Libye: Saïf al-Islam et Abdallah al-Senoussi vont être jugés cette semaine

TRIPOLI-Réclamés par la Cour pénale internationale (CPI), le fils de l’ex-dictateur et son ancien chef des renseignements pourraient, pourtant, être condamnés à mort dès jeudi…

Assassinats, pillage et sabotage, actes portant atteinte à l’union nationale, trafic de drogue, complicité dans l’incitation au viol, enlèvement, dilapidation des deniers publics… La liste des chefs d’accusation dont doivent répondre, jeudi 19 septembre à Tripoli (Libye), trente anciens proches de Mouammar Kadhafi n’en finit plus. Arrêtés lors de l’effondrement du régime, ils encourent tout simplement la peine de mort par pendaison.

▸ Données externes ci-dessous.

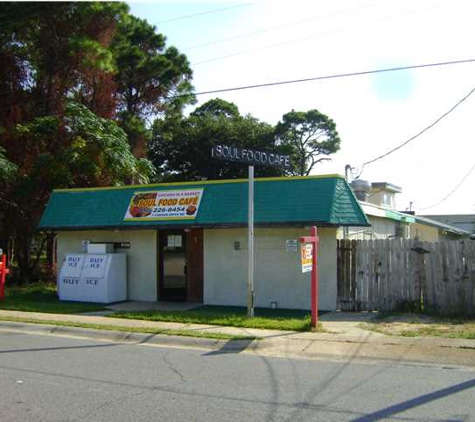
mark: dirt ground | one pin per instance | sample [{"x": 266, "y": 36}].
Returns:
[{"x": 413, "y": 325}]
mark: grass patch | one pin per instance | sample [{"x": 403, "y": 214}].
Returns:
[
  {"x": 423, "y": 325},
  {"x": 141, "y": 330},
  {"x": 42, "y": 298},
  {"x": 230, "y": 316}
]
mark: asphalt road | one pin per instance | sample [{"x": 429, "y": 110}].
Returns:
[{"x": 48, "y": 378}]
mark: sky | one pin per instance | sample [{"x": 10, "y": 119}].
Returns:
[{"x": 234, "y": 44}]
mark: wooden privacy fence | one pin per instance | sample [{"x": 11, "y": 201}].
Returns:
[{"x": 384, "y": 275}]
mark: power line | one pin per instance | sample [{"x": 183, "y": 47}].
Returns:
[
  {"x": 451, "y": 192},
  {"x": 293, "y": 81},
  {"x": 273, "y": 28},
  {"x": 419, "y": 133},
  {"x": 334, "y": 76},
  {"x": 204, "y": 13}
]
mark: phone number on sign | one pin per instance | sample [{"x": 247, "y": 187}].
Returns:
[{"x": 162, "y": 210}]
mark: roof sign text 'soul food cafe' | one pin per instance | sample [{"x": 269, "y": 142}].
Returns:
[
  {"x": 182, "y": 204},
  {"x": 249, "y": 156}
]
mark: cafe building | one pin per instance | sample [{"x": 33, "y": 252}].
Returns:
[{"x": 188, "y": 241}]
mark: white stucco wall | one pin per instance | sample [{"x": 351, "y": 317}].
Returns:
[
  {"x": 141, "y": 257},
  {"x": 278, "y": 275}
]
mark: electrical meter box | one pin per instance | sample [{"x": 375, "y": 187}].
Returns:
[{"x": 93, "y": 277}]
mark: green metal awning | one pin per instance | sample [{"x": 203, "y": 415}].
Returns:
[{"x": 286, "y": 201}]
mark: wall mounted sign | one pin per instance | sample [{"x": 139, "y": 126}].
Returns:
[
  {"x": 179, "y": 204},
  {"x": 249, "y": 156},
  {"x": 306, "y": 251},
  {"x": 291, "y": 245}
]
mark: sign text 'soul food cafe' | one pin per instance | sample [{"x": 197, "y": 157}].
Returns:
[{"x": 164, "y": 205}]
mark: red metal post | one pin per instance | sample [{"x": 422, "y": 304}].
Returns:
[
  {"x": 3, "y": 273},
  {"x": 313, "y": 239},
  {"x": 314, "y": 278}
]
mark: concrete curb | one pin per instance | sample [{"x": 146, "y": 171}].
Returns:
[{"x": 336, "y": 349}]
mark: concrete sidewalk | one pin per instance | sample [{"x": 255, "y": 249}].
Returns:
[{"x": 344, "y": 339}]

Dans le box des accusés, ce sont surtout les cas de Saïf al-Islam et Abdallah al-Senoussi qui intéressent la communauté internationale. Le premier n’est autre que le fils de l’ancien guide de la révolution libyenne que l’on présentait comme son successeur désigné. Détenu dans le nord-ouest du pays par la brigade de Zintan, celui dont le prénom signifie «le glaive de l’islam»  est pourtant réclamé par la Cour pénale internationale (CPI) qui estime que «les conditions d’un procès équitable ne sont pas réunies».

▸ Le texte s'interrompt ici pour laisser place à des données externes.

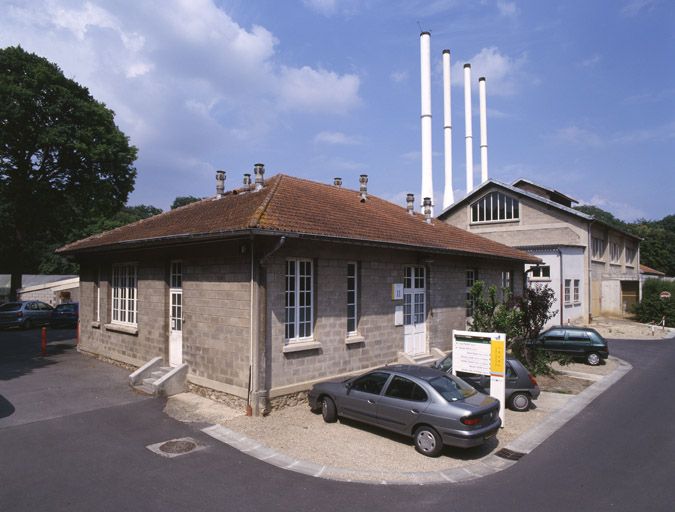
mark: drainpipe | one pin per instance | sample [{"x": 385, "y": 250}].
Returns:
[
  {"x": 562, "y": 283},
  {"x": 256, "y": 364},
  {"x": 589, "y": 274}
]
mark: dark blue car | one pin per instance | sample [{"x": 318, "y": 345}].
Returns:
[{"x": 66, "y": 315}]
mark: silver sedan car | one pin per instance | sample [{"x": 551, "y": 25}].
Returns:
[{"x": 432, "y": 407}]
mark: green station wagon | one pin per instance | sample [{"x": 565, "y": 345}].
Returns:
[{"x": 576, "y": 342}]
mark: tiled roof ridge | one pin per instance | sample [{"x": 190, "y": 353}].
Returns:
[{"x": 260, "y": 211}]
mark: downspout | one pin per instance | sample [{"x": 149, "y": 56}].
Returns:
[
  {"x": 562, "y": 282},
  {"x": 254, "y": 362},
  {"x": 589, "y": 274}
]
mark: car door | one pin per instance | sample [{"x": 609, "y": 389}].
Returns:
[
  {"x": 553, "y": 340},
  {"x": 362, "y": 396},
  {"x": 45, "y": 312},
  {"x": 578, "y": 343},
  {"x": 401, "y": 405}
]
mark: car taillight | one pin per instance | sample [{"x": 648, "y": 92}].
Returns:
[{"x": 470, "y": 420}]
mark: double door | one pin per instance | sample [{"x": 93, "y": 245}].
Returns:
[{"x": 414, "y": 311}]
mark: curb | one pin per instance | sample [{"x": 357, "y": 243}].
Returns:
[{"x": 488, "y": 465}]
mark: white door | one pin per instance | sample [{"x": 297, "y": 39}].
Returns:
[
  {"x": 176, "y": 314},
  {"x": 414, "y": 311}
]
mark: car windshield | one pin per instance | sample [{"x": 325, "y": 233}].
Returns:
[{"x": 451, "y": 388}]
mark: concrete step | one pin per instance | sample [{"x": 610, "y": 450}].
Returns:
[{"x": 146, "y": 389}]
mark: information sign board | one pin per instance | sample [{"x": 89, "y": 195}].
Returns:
[{"x": 483, "y": 353}]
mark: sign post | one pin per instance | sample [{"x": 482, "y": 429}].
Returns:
[{"x": 483, "y": 353}]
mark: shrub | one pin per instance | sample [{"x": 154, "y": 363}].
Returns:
[
  {"x": 652, "y": 308},
  {"x": 520, "y": 319}
]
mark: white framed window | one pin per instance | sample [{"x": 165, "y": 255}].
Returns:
[
  {"x": 568, "y": 291},
  {"x": 124, "y": 294},
  {"x": 614, "y": 252},
  {"x": 598, "y": 248},
  {"x": 495, "y": 207},
  {"x": 542, "y": 272},
  {"x": 471, "y": 278},
  {"x": 352, "y": 298},
  {"x": 299, "y": 300},
  {"x": 630, "y": 256},
  {"x": 176, "y": 295},
  {"x": 97, "y": 303},
  {"x": 506, "y": 282}
]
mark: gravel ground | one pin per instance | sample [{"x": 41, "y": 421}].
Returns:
[{"x": 622, "y": 328}]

«Il connaît bien des secrets…»

La communauté internationale pourrait bien faire pression sur les autorités libyennes afin qu’elles livrent Saïf al-Islam à La Haye (Pays-Bas). Mais elle ne le fait pas pour une raison toute simple si l’on en croit un fin connaisseur du dossier. «Cela arrangerait pas mal de monde qu’il ne sorte jamais de Libye et soit condamné à mort. Il connaît bien des secrets…» Début 2011, il avait, en effet, menacé de révéler le détail du financement de la campagne électorale de Nicolas Sarkozy.

Moins célèbre que son illustre co-accusé, Aballah al-Senoussi est dans le même cas de figure. Ancien chef des services de renseignement de Kadhafi, Al-Senoussi serait l’un des protagonistes de l’affaire Amesys. Filiale de Bull, cette société informatique française est accusée d’avoir vendu au dictateur libyen un système d’écoute lui permettant d’espionner ses opposants dans tout le pays. L’affaire est en cours d’instruction au parquet de Paris.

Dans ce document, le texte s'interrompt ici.